De uma forma geral, quando não estão salvando o mundo, os super-heróis são menos "super" do que se imagina. Eles são como foram a vida toda: quase normais.
Porque, sejamos sinceros, ninguém que nasce em meio a uma família tradicional americana, tira notas razoáveis, leva maçãs para os professores e anda de bicicleta decide se tornar um encapuzado misterioso que sai durante a noite e combate o crime - e é o oposto de normal. A não ser que seja atingido por material alienígena, um raio ou algum tipo de radiação, mas isso muda tudo.

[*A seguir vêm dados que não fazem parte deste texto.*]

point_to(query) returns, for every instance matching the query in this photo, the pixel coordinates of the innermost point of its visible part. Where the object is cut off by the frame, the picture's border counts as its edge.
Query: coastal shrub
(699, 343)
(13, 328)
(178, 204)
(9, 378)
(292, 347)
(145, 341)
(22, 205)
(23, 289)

Uma boa parte dos heróis que conheço - e agora sim digo isso me gabando - nunca foi normal. Quer dizer, o Batman foi (e ainda é) um órfão multimilionário, o Superman é de outro planeta, e o Aquaman... eu não tenho certeza, mas sei que ele não cresceu em um bairro nobre de New York.
Eu cresci no circo. E eu sei que para a grande maioria, não há nada de "super" em circos. Mas vamos chegar lá.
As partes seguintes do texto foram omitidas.